Competition winners Kimmel-Eshkolot Architects (associate architect Ilan Karmi) teamed with Palmoni-Zamir Architects proposed a 'dynamic complex which creates a variety of meeting points.' According to representatives of the two firms, the team’s work called for “leaving ego at home,” and for progress at each side to be based on the full agreement of all architects involved. The plan is based on the creation of a large park to grant the students a feeling of spaciousness despite the drastic reduction in campus area demanded by the construction of the residential towers. This was achieved through the creation of a connection with the Shafdan Canal which crosses the campus, use of 'green' facades, and utilization of the library roof as an activity area. Pedestrian traffic will be directed through small streets leading to a sunken square. The side of the campus adjacent to the main Tel Aviv-Haifa highway will be open and will act, according to its planners, as a calling-card projecting the seminar’s unique ecological aspect. The exposed facade is intended to express the integration of nature with modern architecture.

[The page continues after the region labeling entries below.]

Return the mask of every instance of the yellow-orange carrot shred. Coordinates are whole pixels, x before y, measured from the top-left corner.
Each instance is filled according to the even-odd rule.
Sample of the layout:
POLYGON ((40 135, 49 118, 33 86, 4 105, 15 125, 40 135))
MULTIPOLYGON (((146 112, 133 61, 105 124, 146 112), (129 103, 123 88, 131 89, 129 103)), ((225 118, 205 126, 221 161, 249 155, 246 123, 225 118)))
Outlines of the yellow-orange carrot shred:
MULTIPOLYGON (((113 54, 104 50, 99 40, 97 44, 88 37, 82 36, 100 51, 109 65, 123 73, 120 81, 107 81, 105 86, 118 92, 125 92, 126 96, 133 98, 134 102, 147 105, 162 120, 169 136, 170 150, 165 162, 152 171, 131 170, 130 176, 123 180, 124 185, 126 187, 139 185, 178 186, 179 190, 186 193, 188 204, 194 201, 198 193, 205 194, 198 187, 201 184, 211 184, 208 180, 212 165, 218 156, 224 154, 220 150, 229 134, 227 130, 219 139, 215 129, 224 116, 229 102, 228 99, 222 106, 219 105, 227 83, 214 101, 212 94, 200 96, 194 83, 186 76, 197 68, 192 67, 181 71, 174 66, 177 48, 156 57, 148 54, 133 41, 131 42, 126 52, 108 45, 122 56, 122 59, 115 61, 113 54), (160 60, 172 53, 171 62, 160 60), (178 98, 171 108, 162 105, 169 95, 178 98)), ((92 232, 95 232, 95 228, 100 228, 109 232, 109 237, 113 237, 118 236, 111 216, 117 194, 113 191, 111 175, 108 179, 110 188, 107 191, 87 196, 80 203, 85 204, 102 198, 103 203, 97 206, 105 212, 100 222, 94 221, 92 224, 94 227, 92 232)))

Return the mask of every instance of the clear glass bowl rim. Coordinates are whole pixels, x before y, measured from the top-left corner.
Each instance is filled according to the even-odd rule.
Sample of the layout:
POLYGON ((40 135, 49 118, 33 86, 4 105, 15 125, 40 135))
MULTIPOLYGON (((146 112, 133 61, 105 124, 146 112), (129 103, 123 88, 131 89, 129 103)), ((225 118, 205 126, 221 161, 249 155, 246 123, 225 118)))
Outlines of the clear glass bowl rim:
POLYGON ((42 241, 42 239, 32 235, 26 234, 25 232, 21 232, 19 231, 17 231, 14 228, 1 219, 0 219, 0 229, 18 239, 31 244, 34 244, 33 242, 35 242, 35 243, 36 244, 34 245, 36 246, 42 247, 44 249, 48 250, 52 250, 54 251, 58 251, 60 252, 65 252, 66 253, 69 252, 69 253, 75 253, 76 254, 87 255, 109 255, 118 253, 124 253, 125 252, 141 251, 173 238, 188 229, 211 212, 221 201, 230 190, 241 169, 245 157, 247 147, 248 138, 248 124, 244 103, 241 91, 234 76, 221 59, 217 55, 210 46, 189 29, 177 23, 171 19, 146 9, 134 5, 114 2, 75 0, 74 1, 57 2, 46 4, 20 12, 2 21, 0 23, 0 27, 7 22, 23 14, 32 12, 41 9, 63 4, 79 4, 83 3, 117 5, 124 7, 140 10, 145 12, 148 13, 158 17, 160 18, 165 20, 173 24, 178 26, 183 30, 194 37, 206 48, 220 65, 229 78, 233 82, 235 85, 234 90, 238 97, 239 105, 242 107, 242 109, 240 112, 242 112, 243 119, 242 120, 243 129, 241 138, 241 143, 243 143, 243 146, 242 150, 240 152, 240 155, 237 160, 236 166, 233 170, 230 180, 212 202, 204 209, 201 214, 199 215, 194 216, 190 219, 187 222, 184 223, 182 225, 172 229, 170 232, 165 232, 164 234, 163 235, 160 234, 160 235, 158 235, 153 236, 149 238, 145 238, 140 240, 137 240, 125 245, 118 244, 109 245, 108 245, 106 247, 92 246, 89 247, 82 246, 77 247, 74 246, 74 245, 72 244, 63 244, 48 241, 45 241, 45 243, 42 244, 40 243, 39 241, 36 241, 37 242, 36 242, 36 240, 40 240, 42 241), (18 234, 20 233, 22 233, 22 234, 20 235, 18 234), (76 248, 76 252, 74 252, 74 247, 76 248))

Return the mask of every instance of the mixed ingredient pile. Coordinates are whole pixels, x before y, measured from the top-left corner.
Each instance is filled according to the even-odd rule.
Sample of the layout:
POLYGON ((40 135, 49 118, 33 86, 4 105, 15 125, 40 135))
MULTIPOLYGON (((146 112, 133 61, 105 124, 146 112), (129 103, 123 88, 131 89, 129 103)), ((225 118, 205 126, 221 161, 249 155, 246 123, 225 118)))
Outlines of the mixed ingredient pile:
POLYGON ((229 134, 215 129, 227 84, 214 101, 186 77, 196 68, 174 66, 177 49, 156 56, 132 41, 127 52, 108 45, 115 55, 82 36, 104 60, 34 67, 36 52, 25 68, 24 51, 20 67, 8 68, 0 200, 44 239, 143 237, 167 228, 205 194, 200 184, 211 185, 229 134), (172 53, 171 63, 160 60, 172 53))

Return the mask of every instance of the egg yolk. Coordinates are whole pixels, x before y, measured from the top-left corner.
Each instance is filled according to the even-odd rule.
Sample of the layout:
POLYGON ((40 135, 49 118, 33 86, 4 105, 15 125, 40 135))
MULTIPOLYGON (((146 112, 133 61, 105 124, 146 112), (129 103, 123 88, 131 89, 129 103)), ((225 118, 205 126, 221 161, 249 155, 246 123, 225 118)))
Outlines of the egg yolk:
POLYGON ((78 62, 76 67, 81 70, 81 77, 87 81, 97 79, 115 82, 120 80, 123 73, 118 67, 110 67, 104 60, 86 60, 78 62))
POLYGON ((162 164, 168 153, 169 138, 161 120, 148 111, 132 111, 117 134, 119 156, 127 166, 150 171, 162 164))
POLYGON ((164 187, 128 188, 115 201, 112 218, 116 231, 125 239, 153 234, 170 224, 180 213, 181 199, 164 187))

The entry of Kolker-Kolker-Epstein Architects was based on fortification of the urban fabric by the campus buildings, emphasizing architectural simplicity and clarity. The Jerusalem architects proposed turning drawbacks in the project’s master plan to advantages through the cooperation of all planners, i.e. city authorities, the designers of the residential towers, and the project overseers. In contrast to the rather open facade offered by the competition winners, Kolker-Kolker-Epstein proposed a relatively closed facade along the highway to function as a display window that would upgrade the street’s image. Like the winning team, Kolker-Kolker-Epstein also proposed the lavish use of greenery in order to create shading.
Lerman Architects emphasized the reduction of the site and increase in built areas as an opportunity to redefine the seminar in relation to the new context. This is expressed in the constant activity projected over the area through a transparent envelopment.

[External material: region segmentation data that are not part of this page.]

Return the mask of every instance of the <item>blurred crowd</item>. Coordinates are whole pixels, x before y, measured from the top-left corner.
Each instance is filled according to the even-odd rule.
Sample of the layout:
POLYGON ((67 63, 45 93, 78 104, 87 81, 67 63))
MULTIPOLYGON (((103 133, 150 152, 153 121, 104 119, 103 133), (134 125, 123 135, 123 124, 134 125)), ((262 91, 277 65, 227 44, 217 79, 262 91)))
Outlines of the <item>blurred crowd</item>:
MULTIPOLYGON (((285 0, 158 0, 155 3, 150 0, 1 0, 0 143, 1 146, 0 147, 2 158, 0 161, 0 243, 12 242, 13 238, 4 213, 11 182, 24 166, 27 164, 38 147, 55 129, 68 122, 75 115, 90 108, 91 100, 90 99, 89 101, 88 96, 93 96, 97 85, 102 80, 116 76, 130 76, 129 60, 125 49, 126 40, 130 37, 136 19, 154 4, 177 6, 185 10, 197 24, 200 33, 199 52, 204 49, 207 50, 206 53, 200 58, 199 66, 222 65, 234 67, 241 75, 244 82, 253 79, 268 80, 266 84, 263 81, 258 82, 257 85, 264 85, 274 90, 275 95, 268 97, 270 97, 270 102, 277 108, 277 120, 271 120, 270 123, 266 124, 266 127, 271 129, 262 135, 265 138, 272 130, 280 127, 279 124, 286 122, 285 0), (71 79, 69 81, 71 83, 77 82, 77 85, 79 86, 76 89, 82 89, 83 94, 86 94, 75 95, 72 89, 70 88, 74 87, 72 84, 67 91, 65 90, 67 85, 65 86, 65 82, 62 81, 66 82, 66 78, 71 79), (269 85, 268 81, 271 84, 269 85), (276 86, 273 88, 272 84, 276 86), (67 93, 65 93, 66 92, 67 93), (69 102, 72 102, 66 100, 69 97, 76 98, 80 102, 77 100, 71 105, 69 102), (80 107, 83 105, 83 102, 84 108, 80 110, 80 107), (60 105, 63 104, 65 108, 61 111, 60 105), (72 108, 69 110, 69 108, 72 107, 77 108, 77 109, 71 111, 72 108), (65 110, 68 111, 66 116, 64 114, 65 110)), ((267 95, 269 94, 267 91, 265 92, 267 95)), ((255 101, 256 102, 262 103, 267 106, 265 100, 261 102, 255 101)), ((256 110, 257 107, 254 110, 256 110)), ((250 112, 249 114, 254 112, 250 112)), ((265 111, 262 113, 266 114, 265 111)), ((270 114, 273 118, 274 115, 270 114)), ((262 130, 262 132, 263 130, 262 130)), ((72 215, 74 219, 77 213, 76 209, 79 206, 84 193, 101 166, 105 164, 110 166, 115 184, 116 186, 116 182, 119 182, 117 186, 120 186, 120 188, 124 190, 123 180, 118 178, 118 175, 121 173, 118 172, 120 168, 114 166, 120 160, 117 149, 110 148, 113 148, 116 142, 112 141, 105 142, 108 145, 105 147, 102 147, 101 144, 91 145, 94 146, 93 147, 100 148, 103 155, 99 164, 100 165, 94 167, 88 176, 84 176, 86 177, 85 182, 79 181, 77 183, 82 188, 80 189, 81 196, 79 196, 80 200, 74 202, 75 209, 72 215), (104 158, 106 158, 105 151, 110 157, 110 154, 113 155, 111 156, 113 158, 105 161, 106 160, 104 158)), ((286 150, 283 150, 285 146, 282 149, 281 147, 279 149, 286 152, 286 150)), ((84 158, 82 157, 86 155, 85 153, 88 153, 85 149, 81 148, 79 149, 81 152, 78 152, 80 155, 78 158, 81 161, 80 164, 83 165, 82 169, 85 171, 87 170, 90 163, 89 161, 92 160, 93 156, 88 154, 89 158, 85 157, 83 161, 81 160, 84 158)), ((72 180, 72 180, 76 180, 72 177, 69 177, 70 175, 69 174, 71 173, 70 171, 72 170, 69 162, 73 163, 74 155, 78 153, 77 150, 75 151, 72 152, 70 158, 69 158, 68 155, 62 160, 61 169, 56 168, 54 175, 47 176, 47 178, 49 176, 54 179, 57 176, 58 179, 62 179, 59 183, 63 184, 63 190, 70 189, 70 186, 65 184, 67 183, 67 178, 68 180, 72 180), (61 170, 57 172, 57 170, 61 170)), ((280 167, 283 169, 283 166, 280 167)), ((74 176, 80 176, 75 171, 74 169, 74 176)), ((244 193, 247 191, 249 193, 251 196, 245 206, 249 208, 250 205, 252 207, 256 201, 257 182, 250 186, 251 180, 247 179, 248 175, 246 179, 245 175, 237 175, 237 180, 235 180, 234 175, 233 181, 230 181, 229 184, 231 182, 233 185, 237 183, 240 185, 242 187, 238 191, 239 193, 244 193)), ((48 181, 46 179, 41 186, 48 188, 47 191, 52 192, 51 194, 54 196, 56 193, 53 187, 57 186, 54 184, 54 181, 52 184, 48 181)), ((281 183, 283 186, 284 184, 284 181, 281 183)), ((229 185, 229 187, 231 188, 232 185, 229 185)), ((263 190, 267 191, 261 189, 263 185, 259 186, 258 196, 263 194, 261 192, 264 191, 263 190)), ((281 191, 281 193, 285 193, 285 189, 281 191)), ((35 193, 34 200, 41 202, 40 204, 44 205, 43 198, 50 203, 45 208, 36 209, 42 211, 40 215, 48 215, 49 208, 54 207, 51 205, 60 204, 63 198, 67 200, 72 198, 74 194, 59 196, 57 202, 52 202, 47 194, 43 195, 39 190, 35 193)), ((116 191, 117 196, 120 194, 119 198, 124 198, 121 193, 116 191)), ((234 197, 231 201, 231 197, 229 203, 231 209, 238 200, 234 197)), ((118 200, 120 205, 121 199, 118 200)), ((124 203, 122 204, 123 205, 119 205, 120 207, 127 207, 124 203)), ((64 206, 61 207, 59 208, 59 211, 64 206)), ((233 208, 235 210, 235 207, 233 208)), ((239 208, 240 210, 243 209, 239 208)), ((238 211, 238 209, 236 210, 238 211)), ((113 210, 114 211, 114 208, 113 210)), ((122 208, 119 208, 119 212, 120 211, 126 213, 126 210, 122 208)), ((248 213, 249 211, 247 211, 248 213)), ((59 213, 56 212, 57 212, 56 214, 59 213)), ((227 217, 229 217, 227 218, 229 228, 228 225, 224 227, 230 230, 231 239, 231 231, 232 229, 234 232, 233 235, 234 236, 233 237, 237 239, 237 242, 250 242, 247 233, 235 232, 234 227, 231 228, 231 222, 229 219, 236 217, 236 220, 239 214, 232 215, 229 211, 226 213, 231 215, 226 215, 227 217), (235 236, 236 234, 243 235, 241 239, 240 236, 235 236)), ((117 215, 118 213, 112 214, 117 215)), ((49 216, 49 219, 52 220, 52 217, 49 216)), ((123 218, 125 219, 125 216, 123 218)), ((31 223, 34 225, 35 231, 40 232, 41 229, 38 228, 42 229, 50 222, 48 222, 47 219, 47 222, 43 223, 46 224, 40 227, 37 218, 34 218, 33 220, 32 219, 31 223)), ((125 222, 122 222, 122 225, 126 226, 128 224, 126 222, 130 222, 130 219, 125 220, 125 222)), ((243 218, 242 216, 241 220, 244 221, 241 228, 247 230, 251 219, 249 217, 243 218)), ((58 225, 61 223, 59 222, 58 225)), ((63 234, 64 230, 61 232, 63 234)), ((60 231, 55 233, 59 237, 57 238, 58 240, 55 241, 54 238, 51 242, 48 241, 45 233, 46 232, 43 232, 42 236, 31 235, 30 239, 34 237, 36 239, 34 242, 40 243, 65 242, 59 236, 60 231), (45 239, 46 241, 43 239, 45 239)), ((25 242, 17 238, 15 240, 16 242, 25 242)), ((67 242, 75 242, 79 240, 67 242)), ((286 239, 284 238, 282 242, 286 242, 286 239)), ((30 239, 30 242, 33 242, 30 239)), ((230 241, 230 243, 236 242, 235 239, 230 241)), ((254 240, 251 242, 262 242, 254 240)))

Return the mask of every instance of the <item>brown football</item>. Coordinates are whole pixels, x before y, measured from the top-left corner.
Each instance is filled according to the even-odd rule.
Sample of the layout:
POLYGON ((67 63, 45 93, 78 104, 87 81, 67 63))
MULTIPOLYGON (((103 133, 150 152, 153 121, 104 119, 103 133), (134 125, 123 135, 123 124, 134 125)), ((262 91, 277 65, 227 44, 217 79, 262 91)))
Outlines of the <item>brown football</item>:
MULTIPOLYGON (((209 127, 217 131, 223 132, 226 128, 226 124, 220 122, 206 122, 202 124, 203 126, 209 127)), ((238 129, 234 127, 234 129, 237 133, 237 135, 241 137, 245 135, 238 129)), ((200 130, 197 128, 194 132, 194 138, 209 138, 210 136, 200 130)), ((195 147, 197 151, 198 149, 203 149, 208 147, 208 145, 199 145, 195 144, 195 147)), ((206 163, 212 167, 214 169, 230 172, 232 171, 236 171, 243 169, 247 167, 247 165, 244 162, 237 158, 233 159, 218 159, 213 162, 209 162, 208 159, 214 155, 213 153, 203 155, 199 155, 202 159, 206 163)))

In line with all the competition entries, the proposal submitted by Moshe Tzur and Nir Chen firms emphasized the new relationship established by the residential neighborhood. Underlining the significant of the seminar as a landmark at the northern entrance to the city, Tzur and Chen also emphasized the exposure of the west side towards the new residential neighborhood, in contrast to the east wing aligned with the highway and characterized by a representational facade. They detached the seminar courtyard from the Shafdan park and based the constructional scheme on two separate wings along the borders of the site, with a defining green space between them.
Selected to design the master plan and the detailed design of the residential towers, Rothman-Raz Architects related to the juncture created when two functions of conflicting natures are brought together. Their proposal was based on a graduated construction with tiled roofs, which creates terraces facing the center of the campus. In this way the college buildings would be made remote from the residential area. The plan is based on linear inner courtyards enabling penetration of light and ventilation into the core of the buildings.
In contrast to the monolithic structure envisioned by Rothman-Raz, the proposal submitted by Mann-Shinar architects is based on a selection of separate buildings, each with its own presence. Passage of students among the buildings would flow under a large metal roof that unites the campus elements.